The Supreme Court explained that a decision to refuse an extension of time may be based on the absence of merits to the appeal only in cases “where the appeal is clearly hopeless”.[3] The Supreme Court cautioned against the use of the power to refuse an application under r 29A “as a mechanism to dismiss apparently weak appeals summarily”.[4]
Analysis
[3]At [39(c)].
[4]At [39(c)].
Applying the criteria in Almond v Read, we are satisfied:
(a)that the delay in this case is not particularly egregious and is in all likelihood due to Mr Ward’s lack of familiarity with the Rules;
(b)there does not appear to be anything about the way the parties have conducted themselves which has any meaningful impact upon our decision;
(c)the prejudice to Mr Lochore is that if the application is granted he will incur further delays in being paid his costs; and
(d)there is nothing significant in the issues raised by the appeal.
This is one of those rare cases identified by the Supreme Court in which the lack of merits to Mr Ward’s appeal determine his application for an extension of time.

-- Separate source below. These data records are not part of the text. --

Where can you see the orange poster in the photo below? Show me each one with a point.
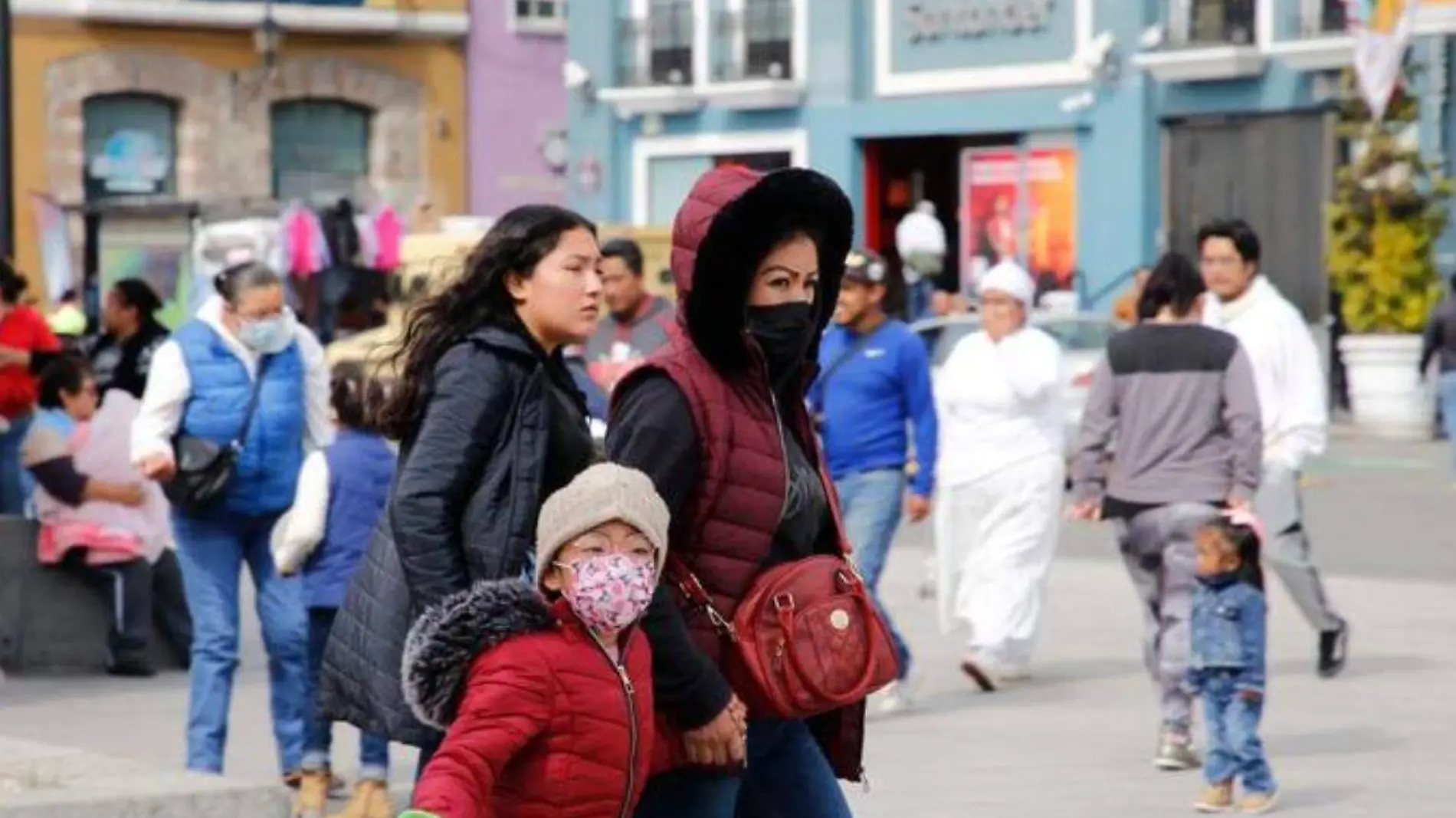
(1051, 213)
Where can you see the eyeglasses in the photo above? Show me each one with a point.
(634, 545)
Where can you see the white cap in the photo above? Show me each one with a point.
(1012, 280)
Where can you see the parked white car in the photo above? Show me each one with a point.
(1082, 335)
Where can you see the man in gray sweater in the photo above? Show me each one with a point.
(1179, 402)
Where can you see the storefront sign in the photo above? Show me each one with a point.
(930, 22)
(131, 162)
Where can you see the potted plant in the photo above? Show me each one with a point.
(1381, 226)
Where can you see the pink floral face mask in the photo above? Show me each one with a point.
(611, 591)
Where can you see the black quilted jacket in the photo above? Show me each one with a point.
(464, 508)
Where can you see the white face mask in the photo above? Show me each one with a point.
(267, 337)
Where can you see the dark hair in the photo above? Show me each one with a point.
(66, 373)
(628, 251)
(1174, 283)
(140, 296)
(12, 284)
(354, 393)
(1245, 542)
(1245, 241)
(244, 277)
(478, 297)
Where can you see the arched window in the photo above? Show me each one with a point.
(130, 144)
(320, 149)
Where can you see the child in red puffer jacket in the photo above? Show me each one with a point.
(546, 690)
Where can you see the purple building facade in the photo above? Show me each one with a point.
(516, 103)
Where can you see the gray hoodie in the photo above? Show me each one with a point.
(1181, 406)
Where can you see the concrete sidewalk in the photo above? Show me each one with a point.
(1077, 741)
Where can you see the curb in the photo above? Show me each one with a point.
(40, 780)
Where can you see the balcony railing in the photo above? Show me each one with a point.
(755, 43)
(657, 50)
(1202, 24)
(1328, 21)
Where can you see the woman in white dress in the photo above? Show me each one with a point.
(1001, 479)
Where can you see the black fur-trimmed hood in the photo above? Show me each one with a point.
(448, 638)
(730, 220)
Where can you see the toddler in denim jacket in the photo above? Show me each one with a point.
(1226, 662)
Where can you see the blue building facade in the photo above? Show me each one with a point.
(1164, 114)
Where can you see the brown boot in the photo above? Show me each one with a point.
(370, 800)
(313, 795)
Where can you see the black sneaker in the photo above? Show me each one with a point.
(1334, 646)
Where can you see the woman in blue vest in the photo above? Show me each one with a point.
(200, 385)
(490, 424)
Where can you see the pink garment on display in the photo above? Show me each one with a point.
(389, 233)
(108, 531)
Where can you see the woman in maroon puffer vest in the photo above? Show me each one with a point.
(718, 421)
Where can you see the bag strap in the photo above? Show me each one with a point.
(252, 405)
(677, 573)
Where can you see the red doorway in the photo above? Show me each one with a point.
(902, 172)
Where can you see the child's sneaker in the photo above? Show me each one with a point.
(370, 800)
(1216, 798)
(896, 696)
(313, 795)
(1257, 803)
(1176, 751)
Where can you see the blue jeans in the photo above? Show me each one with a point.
(15, 482)
(213, 549)
(318, 743)
(1235, 748)
(871, 504)
(786, 774)
(1448, 393)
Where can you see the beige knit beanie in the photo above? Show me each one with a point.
(602, 494)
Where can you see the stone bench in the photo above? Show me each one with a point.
(51, 622)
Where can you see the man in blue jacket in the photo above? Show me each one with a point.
(874, 382)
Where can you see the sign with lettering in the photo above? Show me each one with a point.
(966, 19)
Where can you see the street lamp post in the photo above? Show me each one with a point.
(6, 123)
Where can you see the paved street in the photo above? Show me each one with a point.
(1077, 741)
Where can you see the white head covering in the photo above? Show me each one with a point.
(1012, 280)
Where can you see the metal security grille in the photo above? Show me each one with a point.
(320, 149)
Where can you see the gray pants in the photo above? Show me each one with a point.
(1287, 547)
(1158, 547)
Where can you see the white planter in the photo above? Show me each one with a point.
(1386, 395)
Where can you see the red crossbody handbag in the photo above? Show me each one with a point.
(805, 641)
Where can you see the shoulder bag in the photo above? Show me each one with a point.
(805, 639)
(204, 468)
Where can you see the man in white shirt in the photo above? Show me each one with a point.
(1294, 405)
(920, 244)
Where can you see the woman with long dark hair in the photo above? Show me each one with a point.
(121, 356)
(490, 424)
(718, 419)
(1179, 401)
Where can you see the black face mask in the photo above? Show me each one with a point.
(784, 332)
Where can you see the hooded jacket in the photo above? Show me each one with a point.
(540, 721)
(731, 488)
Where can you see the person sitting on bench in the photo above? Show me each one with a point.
(101, 518)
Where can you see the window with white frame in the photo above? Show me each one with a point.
(768, 38)
(670, 41)
(539, 16)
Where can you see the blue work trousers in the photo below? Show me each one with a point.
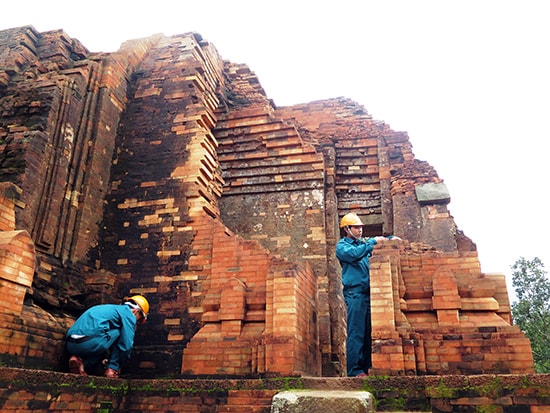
(96, 349)
(359, 340)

There are three aspects to Mr Ward’s appeal that create insurmountable barriers for him:
(a)The High Court’s costs regime is prescribed by the High Court Rules 2016. Those rules are underpinned by the “general principles” that the unsuccessful party shall pay costs to the successful party and that the rules provide a predictable, consistent and expedient method of determining costs.[5]
(b)The Supreme Court has explained that it is a “primary rule” that a lay litigant in New Zealand is not entitled to recover costs against an unsuccessful party.[6] While the Supreme Court left open the issue as to whether or not it is possible for the primary rule to be departed from in exceptional circumstances, the longstanding practice in New Zealand is that successful lay litigants are not entitled to costs.
(c)A costs decision involves the exercise of judicial discretion. Accordingly, an appellate court should not interfere with a costs order unless satisfied the Judge acted on a wrong principle, failed to take into account some relevant consideration, took into account an irrelevant consideration or was plainly wrong.[7]
[5]High Court Rules 2016, r 14.2(a) and (g).
[6]McGuire v Secretary for Justice [2018] NZSC 116, [2019] 1 NZLR 335 at [55].
[7]May v May (1982) 1 NZFLR 165 (CA) at 170.
The converse position of the primary rule, which we have summarised at [9(b)] is that there is no reason in principle why costs should not be ordered against an unsuccessful lay litigant provided all relevant considerations are taken into account before the court makes such an award. It is also important for the courts to refrain from punishing an unsuccessful lay litigant solely on the basis that they have elected not to have legal representation.
In the present case, Katz J, after having concluded that Mr Ward’s causes of action against Mr Lochore were “untenable”, took the entirely orthodox step of awarding costs and disbursements in favour of Mr Lochore.
There is nothing discriminatory in the costs order made by Katz J. Nor is there any basis for Mr Ward’s complaint that the “primary rule” concerning costs somehow undermines the principle of equity before the law. Had Mr Ward engaged counsel and succeeded in the High Court, he would have been entitled to costs. The fact he chose to not be represented and lost does not mean that he was treated unfairly or that the costs regime creates inequality before the law.
Mr Ward cannot point to any basis for suggesting that Katz J acted on a wrong principle, that she took into account an irrelevant factor, failed to take into account a relevant factor or that her judgment was plainly wrong. In these circumstances we are satisfied Mr Ward’s appeal cannot possibly succeed. It is therefore appropriate that his appeal be brought to an end.
Result
The application for an extension of time under r 29A is declined.
Mr Lochore is entitled to costs in this Court for a standard application on a band A basis.